Infelizmente, falar em crise na Argentina é chover no molhado. Laboratório de medidas extremas à esquerda e à direita, refém do populismo peronista e de ações neoliberais, prisioneiro dos falsos salvadores do Fundo Monetário Internacional (FMI), o país exibiu ao mundo, no domingo (14), mais uma vez, suas fraturas.
O peronismo sofreu uma tragédia eleitoral e, pela primeira vez desde o fim da últimas ditadura militar (1983), perdeu a maioria no Congresso. Uma tragédia anunciada, diga-se de passagem, já antevista nas PASO, as primárias de julho.
O governo perdeu em La Pampa e Chubut, províncias que eram sua aposta para reverter o mau resultado anterior. Recuperou-se na província de Buenos Aires (que exclui a capital), um de seus principais enclaves, mas sofreu uma dura derrota em Santa Cruz, a sulista região dos glaciares que deu origem a Néstor e Cristina Kirchner.
Aos números: no Senado, presidido por Cristina, o governo perdeu seis dos seus 15 assentos em jogo e passa a ter 35 em vez de 41 cadeiras. Já a oposição, representada pela coalizão Juntos pela Mudança, ganhou cinco lugares e passou a 31 (outros representantes têm seis lugares).
Na Câmara, dos 257 lugares, o governo perdeu dois dos 120 deputados, ficando com 118. A oposição passou de 115 para 116.
Vários fatores explicam a derrota da esquerda.
O primeiro é conjuntural: a pandemia, catástrofe que não tem poupado os maus gestores, de direita ou esquerda, nas eleições. O país contabiliza mais de 116 mil mortos pelo coronavírus. O país viveu, a certa altura, o maior lockdown do mundo - e, se no início havia aprovação popular com relação às medidas de restrição, aos poucos o confinamento foi revoltando os argentinos. As ações afetaram duramente a economia. Os voos comerciais ficaram interrompidos por mais de um ano, crianças não puderam ir à escola por mais de 400 dias. Enquanto vizinhos como Uruguai e Chile viam as vacinas chegarem, a Argentina demorou a receber seus lotes - teve problemas com a Pfizer, com a AstraZeneca e com a Sputnik V. Com relação à campanha, o governo peronista enfrentou dois reveses: um escândalo de vacinação VIP no Ministério da Saúde e uma festa, organizada por Fernández, em meio à pandemia.
O segundo aspecto tem a ver com o primeiro: a crise econômica aprofundada pela pandemia. A Argentina vem de sucessivas crises, mas o coronavírus arruinou ainda mais a vida dos mais pobres. A inflação acumulada entre janeiro e outubro é uma das mais altas do mundo: 41,8% e mais de 40% da população vive na pobreza. O Produto Interno Bruto (PIB) caiu 9,9% em 2020. O governo tem tentado falar grosso com o FMI, mas, caso não consiga renegociar suas dívidas, terá de entregar US$ 19 bilhões ao fundo em 2022 e a mesma quantia em 2023.

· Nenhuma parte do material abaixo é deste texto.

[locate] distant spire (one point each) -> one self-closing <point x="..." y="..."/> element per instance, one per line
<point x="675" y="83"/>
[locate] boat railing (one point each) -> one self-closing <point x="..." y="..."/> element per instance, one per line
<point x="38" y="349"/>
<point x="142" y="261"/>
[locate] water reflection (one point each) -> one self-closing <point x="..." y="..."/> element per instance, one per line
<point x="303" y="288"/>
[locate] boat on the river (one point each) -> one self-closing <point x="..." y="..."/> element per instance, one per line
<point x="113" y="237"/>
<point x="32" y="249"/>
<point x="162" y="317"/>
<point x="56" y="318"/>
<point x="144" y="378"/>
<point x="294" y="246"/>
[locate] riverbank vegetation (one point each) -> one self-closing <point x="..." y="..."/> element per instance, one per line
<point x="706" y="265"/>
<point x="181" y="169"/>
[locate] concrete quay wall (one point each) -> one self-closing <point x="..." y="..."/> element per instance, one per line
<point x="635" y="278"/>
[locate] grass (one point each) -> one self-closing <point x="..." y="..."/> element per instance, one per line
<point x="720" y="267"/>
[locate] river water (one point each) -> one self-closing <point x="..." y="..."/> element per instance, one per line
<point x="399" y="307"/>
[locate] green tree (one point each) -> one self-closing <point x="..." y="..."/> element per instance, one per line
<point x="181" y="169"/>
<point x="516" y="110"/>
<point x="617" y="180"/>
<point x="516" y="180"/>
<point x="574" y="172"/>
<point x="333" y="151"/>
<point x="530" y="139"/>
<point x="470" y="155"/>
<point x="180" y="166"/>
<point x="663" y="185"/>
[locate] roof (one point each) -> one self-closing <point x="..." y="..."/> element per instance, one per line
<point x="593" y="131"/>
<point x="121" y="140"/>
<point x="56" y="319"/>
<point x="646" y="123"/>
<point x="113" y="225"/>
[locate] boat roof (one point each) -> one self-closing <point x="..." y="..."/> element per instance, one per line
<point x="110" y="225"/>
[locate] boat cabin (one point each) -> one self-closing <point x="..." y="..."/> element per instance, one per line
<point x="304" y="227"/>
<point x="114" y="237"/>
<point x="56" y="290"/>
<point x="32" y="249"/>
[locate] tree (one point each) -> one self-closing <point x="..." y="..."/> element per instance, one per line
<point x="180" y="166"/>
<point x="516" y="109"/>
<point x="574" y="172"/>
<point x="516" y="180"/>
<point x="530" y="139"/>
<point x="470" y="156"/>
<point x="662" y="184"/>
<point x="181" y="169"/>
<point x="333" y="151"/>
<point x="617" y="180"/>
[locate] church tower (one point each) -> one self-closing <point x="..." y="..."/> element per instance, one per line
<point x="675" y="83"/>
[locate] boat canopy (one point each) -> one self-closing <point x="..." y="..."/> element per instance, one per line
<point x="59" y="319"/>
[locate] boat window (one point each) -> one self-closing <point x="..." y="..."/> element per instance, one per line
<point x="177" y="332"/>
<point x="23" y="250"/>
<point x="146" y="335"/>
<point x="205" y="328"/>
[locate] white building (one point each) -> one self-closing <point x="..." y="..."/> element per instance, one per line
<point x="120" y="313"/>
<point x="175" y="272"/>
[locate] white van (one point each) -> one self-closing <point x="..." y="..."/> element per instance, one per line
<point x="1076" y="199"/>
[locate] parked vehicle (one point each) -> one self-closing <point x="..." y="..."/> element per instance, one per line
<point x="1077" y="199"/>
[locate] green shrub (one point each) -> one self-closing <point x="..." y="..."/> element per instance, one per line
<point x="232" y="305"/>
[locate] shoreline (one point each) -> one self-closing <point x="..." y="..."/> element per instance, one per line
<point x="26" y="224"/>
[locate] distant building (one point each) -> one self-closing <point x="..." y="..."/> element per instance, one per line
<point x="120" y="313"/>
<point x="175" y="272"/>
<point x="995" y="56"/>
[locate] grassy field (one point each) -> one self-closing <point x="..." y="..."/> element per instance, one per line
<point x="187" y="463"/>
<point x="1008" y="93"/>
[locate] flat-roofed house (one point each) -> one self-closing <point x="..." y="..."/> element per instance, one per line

O terceiro aspecto é fruto da peculiar política argentina - de ânimos exaltados, bolas das costas e rivalidades. A própria aliança entre o presidente Alberto Fernández e a ex-presidente Cristina Kirchner, atual vice, foi de ocasião. Serviu para os peronistas tirarem a centro-direita da Casa Rosada, mas era improvável que durasse algum tipo de concordância entre perfis e histórias tão diferentes quanto essa. Cristina, muito mais popular do que Fernández, tem maior penetração nas massas. O kirchnerismo rivaliza hoje, como facção, com o próprio peronismo tradicional. E o vence em determinadas batalhas (Fernández e Cristina praticamente não se falam mais). Não seria exagero prever uma possível renúncia do presidente em favor da vice. Cristina é muito mais forte do que o presidente e, faz parte de seu plano, voltar ao poder. Essa disputa de poder interna, entretanto, não é bom para nenhum dos dois.
A guerra no governo deve implodir o projeto de reeleição da coalizão de centro-esquerda daqui dois anos e provavelmente irá pavimentar o caminho para o retorno da centro-direita ao poder.